All architectures met the performance requirements, but the intermediate‑fusion Hadamard model achieved the lowest validation loss (≈0.0059) and highest validation accuracy (≈99.9%), while also having low training loss. In addition, it trained slightly faster per epoch than the late‑fusion baseline and used the least GPU memory among all runs. The intermediate addition variant also outperformed late fusion in terms of validation loss and computational efficiency, although its accuracy was marginally lower than Hadamard and concat.

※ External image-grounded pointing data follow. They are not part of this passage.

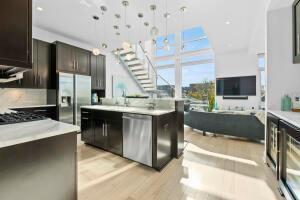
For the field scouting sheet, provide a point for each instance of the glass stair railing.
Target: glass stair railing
(138, 63)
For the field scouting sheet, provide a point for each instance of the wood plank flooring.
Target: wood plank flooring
(211, 168)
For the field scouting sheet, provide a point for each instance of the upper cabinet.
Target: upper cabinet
(98, 64)
(71, 59)
(39, 76)
(296, 31)
(16, 33)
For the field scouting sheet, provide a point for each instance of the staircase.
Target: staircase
(140, 67)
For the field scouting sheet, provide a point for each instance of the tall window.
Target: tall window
(189, 51)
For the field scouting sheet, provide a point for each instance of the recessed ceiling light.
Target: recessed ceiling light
(39, 8)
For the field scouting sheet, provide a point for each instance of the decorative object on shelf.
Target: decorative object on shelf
(183, 10)
(154, 30)
(96, 51)
(286, 103)
(126, 44)
(104, 9)
(166, 41)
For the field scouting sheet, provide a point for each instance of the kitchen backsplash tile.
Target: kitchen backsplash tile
(22, 97)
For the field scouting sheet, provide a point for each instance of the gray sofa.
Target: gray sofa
(238, 125)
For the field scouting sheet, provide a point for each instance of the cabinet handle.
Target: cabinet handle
(40, 111)
(103, 130)
(298, 44)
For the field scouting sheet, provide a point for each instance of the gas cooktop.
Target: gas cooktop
(18, 117)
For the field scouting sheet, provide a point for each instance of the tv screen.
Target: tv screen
(236, 86)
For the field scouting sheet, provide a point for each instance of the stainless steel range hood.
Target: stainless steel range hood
(8, 74)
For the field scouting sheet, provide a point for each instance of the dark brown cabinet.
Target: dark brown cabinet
(71, 59)
(98, 65)
(39, 76)
(104, 130)
(296, 31)
(16, 33)
(47, 111)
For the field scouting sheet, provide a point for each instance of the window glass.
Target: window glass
(165, 62)
(166, 88)
(198, 86)
(196, 45)
(202, 57)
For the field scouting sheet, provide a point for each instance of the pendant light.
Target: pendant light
(166, 41)
(96, 51)
(183, 10)
(126, 44)
(154, 30)
(104, 9)
(140, 16)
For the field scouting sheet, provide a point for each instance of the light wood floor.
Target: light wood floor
(211, 168)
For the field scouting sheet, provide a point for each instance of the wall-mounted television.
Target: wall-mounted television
(236, 86)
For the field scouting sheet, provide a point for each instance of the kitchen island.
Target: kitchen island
(38, 160)
(139, 134)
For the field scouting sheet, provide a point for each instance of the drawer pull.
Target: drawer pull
(40, 111)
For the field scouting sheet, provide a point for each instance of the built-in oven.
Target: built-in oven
(290, 161)
(272, 143)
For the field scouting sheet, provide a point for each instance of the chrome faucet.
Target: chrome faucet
(151, 106)
(126, 102)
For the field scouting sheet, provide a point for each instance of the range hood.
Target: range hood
(9, 74)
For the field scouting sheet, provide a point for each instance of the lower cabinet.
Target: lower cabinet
(104, 130)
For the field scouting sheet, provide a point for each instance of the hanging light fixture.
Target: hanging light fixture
(96, 51)
(126, 44)
(183, 10)
(104, 9)
(146, 24)
(166, 41)
(140, 16)
(154, 30)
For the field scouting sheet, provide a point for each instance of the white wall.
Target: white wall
(283, 75)
(239, 63)
(112, 68)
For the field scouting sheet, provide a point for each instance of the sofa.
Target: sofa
(225, 123)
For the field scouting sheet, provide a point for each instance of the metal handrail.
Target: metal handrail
(149, 61)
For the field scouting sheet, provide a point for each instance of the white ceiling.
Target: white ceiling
(73, 19)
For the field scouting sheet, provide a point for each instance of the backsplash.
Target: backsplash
(22, 97)
(163, 104)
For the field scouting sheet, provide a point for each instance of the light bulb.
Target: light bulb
(96, 51)
(126, 45)
(154, 31)
(128, 57)
(104, 46)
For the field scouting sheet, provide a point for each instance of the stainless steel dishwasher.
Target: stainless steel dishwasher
(137, 138)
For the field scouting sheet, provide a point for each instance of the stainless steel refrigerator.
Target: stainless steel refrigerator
(74, 91)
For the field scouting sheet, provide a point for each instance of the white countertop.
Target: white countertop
(19, 133)
(34, 106)
(133, 110)
(290, 117)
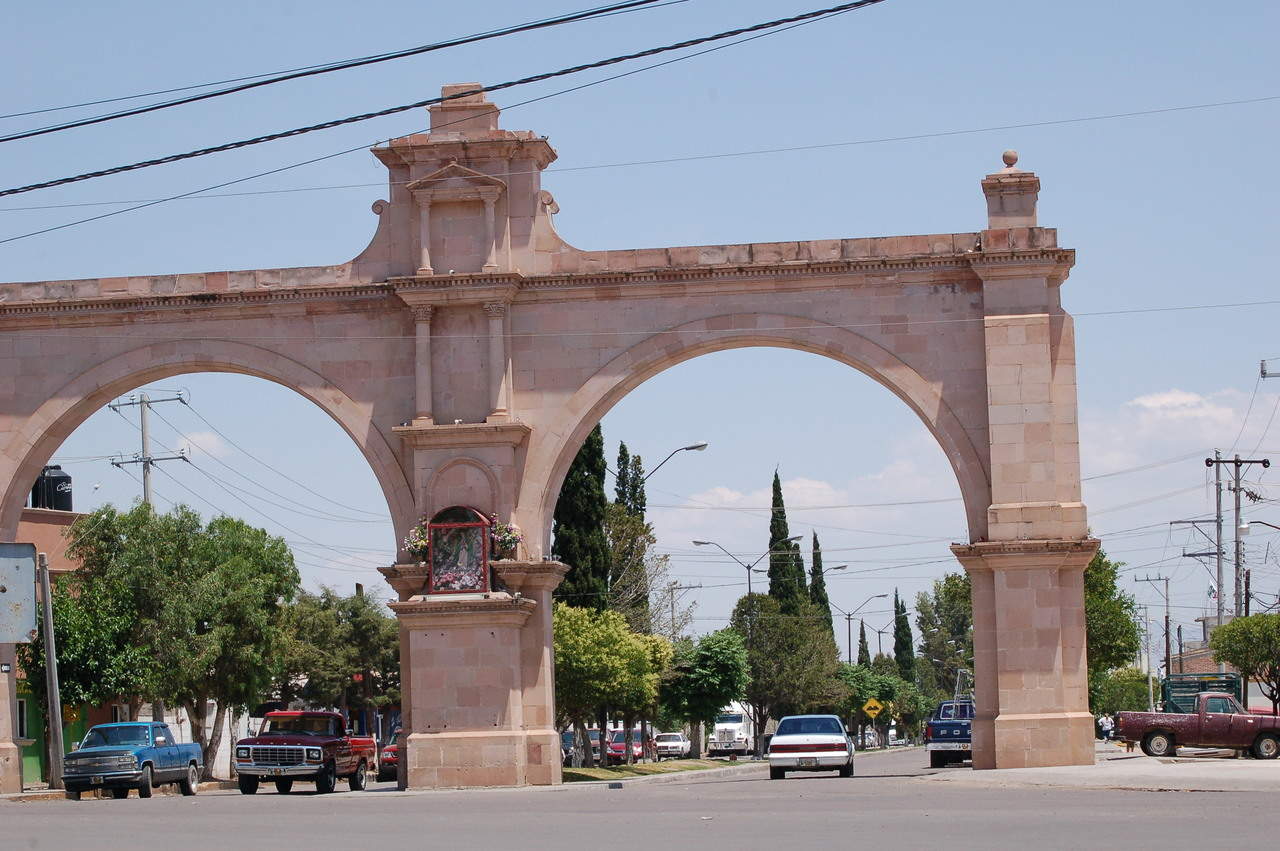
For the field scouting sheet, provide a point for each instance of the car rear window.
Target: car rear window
(810, 727)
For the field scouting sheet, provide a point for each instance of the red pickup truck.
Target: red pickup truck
(1217, 722)
(312, 746)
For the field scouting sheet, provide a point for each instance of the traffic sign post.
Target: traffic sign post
(17, 626)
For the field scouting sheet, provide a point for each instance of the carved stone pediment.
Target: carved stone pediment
(456, 183)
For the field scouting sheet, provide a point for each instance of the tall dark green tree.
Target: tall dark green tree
(904, 650)
(786, 567)
(579, 527)
(818, 585)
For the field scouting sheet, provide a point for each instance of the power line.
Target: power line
(430, 101)
(332, 67)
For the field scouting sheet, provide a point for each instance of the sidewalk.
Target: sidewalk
(1116, 769)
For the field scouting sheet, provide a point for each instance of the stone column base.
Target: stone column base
(483, 759)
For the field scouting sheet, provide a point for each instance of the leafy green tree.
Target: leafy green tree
(786, 567)
(818, 585)
(579, 526)
(904, 650)
(864, 653)
(792, 659)
(1119, 690)
(1252, 646)
(944, 617)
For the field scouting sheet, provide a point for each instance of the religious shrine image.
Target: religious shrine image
(470, 349)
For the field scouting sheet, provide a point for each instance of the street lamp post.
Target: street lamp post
(849, 621)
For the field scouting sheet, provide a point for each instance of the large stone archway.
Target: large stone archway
(469, 349)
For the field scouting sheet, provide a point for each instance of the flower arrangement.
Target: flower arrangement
(503, 538)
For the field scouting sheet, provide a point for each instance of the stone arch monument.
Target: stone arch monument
(469, 349)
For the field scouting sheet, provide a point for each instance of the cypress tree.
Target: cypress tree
(818, 585)
(579, 527)
(864, 653)
(904, 653)
(785, 585)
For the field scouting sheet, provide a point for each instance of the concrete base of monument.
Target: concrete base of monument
(483, 759)
(1033, 741)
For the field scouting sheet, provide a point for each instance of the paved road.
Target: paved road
(885, 806)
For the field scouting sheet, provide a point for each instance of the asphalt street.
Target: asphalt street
(886, 805)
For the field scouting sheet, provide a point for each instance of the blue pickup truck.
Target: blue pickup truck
(135, 755)
(949, 733)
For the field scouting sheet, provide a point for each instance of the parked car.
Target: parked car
(388, 762)
(132, 755)
(673, 745)
(949, 733)
(810, 744)
(1217, 722)
(311, 746)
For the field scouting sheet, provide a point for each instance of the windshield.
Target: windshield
(810, 727)
(296, 724)
(100, 736)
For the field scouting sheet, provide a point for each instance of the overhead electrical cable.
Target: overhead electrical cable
(392, 110)
(332, 67)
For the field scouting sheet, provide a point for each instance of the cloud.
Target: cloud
(204, 442)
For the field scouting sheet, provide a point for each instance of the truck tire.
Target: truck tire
(1266, 746)
(1159, 745)
(145, 785)
(327, 779)
(190, 783)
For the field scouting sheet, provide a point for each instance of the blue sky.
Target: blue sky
(1165, 210)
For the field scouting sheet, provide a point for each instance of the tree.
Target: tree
(944, 617)
(786, 567)
(792, 659)
(818, 584)
(1252, 646)
(579, 526)
(904, 652)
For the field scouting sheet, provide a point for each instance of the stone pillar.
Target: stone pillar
(424, 237)
(490, 233)
(479, 683)
(497, 312)
(423, 364)
(1028, 593)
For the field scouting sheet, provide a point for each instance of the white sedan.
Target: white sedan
(810, 744)
(673, 745)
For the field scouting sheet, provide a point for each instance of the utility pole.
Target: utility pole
(144, 403)
(1237, 465)
(54, 696)
(1165, 580)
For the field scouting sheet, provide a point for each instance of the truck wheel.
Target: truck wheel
(145, 783)
(1159, 745)
(1266, 746)
(327, 779)
(191, 782)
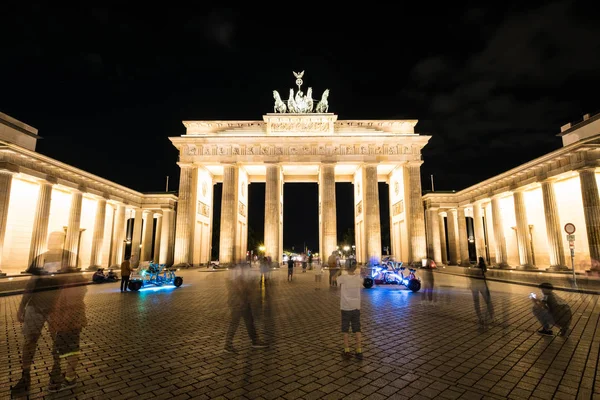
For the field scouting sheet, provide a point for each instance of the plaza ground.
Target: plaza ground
(168, 343)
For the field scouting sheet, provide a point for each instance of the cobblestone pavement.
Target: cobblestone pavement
(169, 343)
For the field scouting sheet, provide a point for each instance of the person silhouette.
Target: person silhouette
(479, 286)
(241, 288)
(39, 302)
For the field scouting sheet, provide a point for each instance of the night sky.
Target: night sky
(106, 86)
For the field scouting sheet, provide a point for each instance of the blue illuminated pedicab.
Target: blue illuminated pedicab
(154, 274)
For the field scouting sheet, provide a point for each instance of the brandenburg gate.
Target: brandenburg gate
(298, 142)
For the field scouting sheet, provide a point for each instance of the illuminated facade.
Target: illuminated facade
(517, 219)
(45, 203)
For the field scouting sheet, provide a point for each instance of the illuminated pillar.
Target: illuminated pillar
(167, 238)
(182, 228)
(525, 254)
(39, 236)
(328, 210)
(272, 213)
(553, 232)
(463, 238)
(371, 210)
(415, 212)
(72, 239)
(118, 236)
(442, 226)
(5, 185)
(591, 212)
(229, 219)
(136, 238)
(499, 239)
(453, 252)
(98, 236)
(434, 227)
(479, 231)
(157, 238)
(147, 235)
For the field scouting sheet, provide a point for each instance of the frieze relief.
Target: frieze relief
(300, 126)
(297, 150)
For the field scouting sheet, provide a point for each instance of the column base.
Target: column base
(555, 268)
(527, 268)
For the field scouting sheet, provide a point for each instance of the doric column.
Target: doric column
(525, 254)
(479, 231)
(5, 186)
(229, 220)
(453, 250)
(463, 238)
(415, 212)
(435, 234)
(147, 235)
(72, 238)
(591, 212)
(371, 209)
(328, 210)
(39, 236)
(98, 236)
(182, 227)
(157, 238)
(429, 231)
(553, 232)
(136, 237)
(442, 226)
(272, 212)
(499, 239)
(166, 238)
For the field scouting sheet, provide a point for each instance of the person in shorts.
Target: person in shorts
(351, 286)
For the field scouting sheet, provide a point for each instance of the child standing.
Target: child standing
(351, 285)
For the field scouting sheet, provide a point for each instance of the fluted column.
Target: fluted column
(183, 228)
(525, 254)
(39, 236)
(157, 239)
(463, 238)
(118, 236)
(479, 231)
(136, 237)
(72, 238)
(166, 239)
(5, 186)
(416, 214)
(553, 232)
(453, 250)
(98, 236)
(328, 210)
(499, 239)
(435, 234)
(442, 226)
(147, 235)
(371, 209)
(429, 231)
(272, 205)
(591, 212)
(229, 218)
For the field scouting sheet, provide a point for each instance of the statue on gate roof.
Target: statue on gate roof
(300, 103)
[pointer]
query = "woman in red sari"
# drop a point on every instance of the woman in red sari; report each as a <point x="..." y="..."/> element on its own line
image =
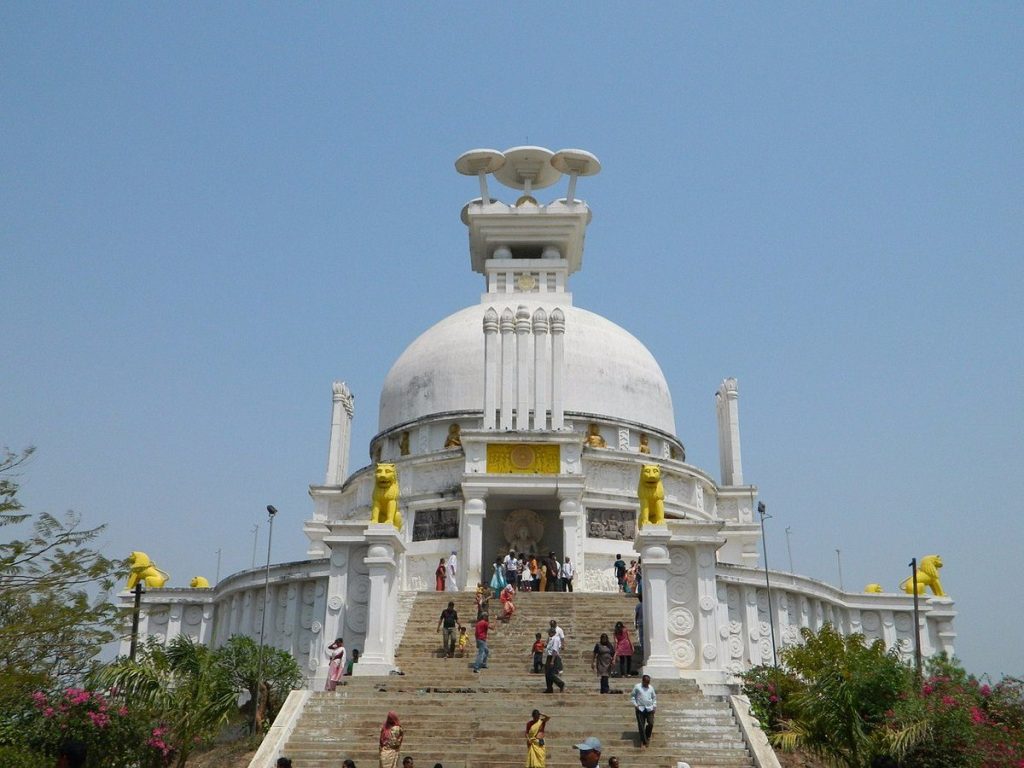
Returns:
<point x="508" y="607"/>
<point x="390" y="742"/>
<point x="439" y="576"/>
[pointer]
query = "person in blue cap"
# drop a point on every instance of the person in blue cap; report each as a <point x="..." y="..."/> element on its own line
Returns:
<point x="590" y="752"/>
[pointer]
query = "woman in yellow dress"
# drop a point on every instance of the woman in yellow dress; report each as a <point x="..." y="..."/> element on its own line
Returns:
<point x="537" y="754"/>
<point x="391" y="736"/>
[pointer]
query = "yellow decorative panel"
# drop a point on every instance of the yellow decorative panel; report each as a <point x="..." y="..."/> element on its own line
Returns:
<point x="523" y="459"/>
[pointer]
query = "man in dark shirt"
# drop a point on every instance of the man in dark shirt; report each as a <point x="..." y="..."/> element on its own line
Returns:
<point x="481" y="644"/>
<point x="450" y="620"/>
<point x="620" y="566"/>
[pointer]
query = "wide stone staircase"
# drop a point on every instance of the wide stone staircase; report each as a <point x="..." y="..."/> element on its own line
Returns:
<point x="462" y="719"/>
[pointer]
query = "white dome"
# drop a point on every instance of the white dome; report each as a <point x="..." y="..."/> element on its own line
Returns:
<point x="608" y="373"/>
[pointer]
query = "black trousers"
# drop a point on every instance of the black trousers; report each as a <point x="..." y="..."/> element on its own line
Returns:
<point x="551" y="678"/>
<point x="645" y="724"/>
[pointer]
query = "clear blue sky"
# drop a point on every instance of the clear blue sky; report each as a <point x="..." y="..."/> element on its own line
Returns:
<point x="208" y="212"/>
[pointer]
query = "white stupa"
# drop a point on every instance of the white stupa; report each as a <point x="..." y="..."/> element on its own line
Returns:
<point x="524" y="421"/>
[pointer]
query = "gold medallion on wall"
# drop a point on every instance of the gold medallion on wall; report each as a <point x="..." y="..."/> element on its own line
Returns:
<point x="523" y="459"/>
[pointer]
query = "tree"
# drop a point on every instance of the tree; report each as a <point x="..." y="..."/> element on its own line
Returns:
<point x="848" y="689"/>
<point x="188" y="692"/>
<point x="240" y="659"/>
<point x="54" y="613"/>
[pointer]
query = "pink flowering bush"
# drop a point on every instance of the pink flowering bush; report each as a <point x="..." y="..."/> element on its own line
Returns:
<point x="966" y="724"/>
<point x="116" y="736"/>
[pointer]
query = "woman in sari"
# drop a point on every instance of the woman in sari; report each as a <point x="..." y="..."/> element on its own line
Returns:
<point x="336" y="652"/>
<point x="631" y="578"/>
<point x="439" y="576"/>
<point x="508" y="607"/>
<point x="537" y="755"/>
<point x="498" y="581"/>
<point x="624" y="649"/>
<point x="391" y="736"/>
<point x="604" y="660"/>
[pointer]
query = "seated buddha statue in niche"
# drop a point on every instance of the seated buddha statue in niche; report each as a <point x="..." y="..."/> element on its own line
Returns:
<point x="455" y="436"/>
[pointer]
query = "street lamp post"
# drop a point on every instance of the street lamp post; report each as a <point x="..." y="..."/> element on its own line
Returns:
<point x="916" y="620"/>
<point x="271" y="511"/>
<point x="134" y="620"/>
<point x="763" y="512"/>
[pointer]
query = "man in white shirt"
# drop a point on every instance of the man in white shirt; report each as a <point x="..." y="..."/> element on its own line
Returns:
<point x="553" y="663"/>
<point x="452" y="568"/>
<point x="566" y="573"/>
<point x="509" y="563"/>
<point x="645" y="701"/>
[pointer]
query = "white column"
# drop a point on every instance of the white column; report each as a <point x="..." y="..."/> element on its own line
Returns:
<point x="708" y="649"/>
<point x="541" y="382"/>
<point x="382" y="560"/>
<point x="522" y="369"/>
<point x="489" y="368"/>
<point x="473" y="512"/>
<point x="652" y="545"/>
<point x="727" y="406"/>
<point x="341" y="428"/>
<point x="334" y="614"/>
<point x="557" y="368"/>
<point x="508" y="368"/>
<point x="570" y="511"/>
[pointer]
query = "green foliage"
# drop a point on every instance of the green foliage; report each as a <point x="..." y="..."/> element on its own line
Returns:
<point x="846" y="689"/>
<point x="22" y="757"/>
<point x="240" y="658"/>
<point x="54" y="613"/>
<point x="770" y="690"/>
<point x="856" y="705"/>
<point x="182" y="685"/>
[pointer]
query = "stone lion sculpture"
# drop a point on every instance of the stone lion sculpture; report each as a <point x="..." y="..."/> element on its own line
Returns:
<point x="142" y="569"/>
<point x="651" y="494"/>
<point x="928" y="576"/>
<point x="385" y="500"/>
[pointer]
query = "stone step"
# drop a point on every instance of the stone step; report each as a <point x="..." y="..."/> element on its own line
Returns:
<point x="467" y="720"/>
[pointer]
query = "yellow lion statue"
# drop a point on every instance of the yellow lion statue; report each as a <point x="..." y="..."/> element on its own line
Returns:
<point x="385" y="501"/>
<point x="928" y="576"/>
<point x="651" y="494"/>
<point x="142" y="569"/>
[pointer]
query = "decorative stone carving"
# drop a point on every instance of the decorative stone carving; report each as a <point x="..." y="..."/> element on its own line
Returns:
<point x="523" y="529"/>
<point x="343" y="395"/>
<point x="680" y="590"/>
<point x="680" y="621"/>
<point x="680" y="561"/>
<point x="619" y="524"/>
<point x="682" y="651"/>
<point x="355" y="619"/>
<point x="430" y="524"/>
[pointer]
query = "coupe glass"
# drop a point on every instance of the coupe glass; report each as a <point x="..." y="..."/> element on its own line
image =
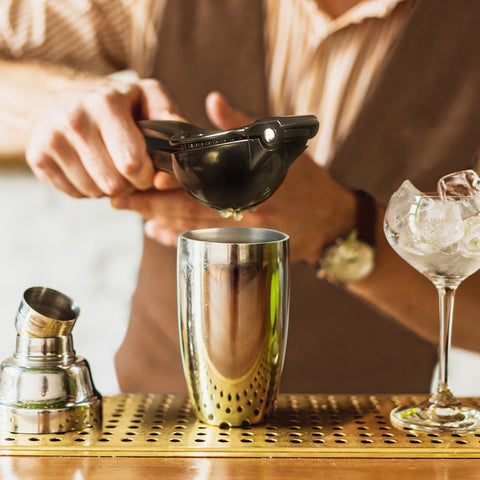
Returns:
<point x="440" y="237"/>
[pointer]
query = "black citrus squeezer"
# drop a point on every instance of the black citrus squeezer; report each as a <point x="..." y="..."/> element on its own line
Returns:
<point x="229" y="169"/>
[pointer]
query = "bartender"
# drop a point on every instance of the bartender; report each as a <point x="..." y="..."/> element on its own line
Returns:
<point x="394" y="99"/>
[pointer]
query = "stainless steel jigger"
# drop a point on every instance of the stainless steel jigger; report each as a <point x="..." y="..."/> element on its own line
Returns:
<point x="45" y="387"/>
<point x="233" y="294"/>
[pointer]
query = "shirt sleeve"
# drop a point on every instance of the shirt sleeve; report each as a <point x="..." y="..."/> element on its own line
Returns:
<point x="91" y="35"/>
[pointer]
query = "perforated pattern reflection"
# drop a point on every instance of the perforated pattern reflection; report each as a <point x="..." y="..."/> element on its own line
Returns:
<point x="302" y="426"/>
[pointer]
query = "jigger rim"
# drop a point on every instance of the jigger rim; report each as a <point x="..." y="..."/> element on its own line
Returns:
<point x="235" y="235"/>
<point x="46" y="312"/>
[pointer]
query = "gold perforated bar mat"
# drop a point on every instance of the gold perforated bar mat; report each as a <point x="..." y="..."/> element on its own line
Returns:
<point x="302" y="426"/>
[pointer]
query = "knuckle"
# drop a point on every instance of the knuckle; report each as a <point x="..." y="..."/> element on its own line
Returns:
<point x="77" y="122"/>
<point x="55" y="141"/>
<point x="131" y="166"/>
<point x="114" y="187"/>
<point x="40" y="162"/>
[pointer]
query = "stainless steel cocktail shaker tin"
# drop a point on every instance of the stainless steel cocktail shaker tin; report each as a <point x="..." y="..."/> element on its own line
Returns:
<point x="44" y="386"/>
<point x="233" y="302"/>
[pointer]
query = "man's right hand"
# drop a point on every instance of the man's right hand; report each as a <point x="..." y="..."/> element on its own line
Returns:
<point x="84" y="139"/>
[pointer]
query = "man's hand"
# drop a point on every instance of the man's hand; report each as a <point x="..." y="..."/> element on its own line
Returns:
<point x="84" y="139"/>
<point x="309" y="205"/>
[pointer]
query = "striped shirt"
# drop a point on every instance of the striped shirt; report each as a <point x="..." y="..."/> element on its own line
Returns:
<point x="315" y="64"/>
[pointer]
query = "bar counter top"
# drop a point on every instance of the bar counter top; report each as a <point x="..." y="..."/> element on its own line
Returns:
<point x="157" y="436"/>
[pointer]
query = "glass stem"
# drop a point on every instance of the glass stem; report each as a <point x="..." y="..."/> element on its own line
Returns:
<point x="446" y="297"/>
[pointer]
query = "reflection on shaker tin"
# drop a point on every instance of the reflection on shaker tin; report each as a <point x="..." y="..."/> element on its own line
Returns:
<point x="233" y="301"/>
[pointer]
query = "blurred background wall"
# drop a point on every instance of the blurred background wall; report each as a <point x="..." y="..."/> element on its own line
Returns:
<point x="83" y="248"/>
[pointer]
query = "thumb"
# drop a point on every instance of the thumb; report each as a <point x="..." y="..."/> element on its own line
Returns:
<point x="156" y="103"/>
<point x="222" y="114"/>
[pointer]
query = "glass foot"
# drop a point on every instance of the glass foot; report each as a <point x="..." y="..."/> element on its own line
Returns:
<point x="431" y="417"/>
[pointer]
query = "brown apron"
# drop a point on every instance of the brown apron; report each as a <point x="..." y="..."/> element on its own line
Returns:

### Trade‑offs and discussion

From a parameter‑efficiency perspective, intermediate addition is the lightest model (≈1.12M parameters), followed by intermediate Hadamard and the late‑fusion baseline, while the intermediate concat model is the heaviest. Despite having fewer parameters than late fusion, both intermediate addition and Hadamard achieved equal or better validation accuracy and lower validation loss, indicating that sharing later layers after fusion can use parameters more efficiently. The late‑fusion baseline required the largest total training time and GPU memory, because each modality is processed almost independently until the final layers, leading to redundant computation and larger feature representations. Intermediate concat achieves strong accuracy but at a higher parameter cost; it is therefore less attractive if memory is constrained.

### Recommendations

For this dataset, intermediate fusion with a Hadamard product offers the best balance between accuracy, loss, computational cost and memory usage, and I therefore selected it as my preferred fusion strategy for later tasks. When absolute performance is the only priority and GPU memory is sufficient, intermediate Hadamard is a strong choice; when parameter count is more critical (e.g., deployment on resource‑limited devices), intermediate addition provides a good compromise with competitive accuracy at the lowest parameter count. Late fusion remains useful when the modality‑specific encoders need to be reused independently or when we want clearer separation between unimodal branches, but in this experiment it is dominated by the intermediate fusion strategies in both performance and efficiency.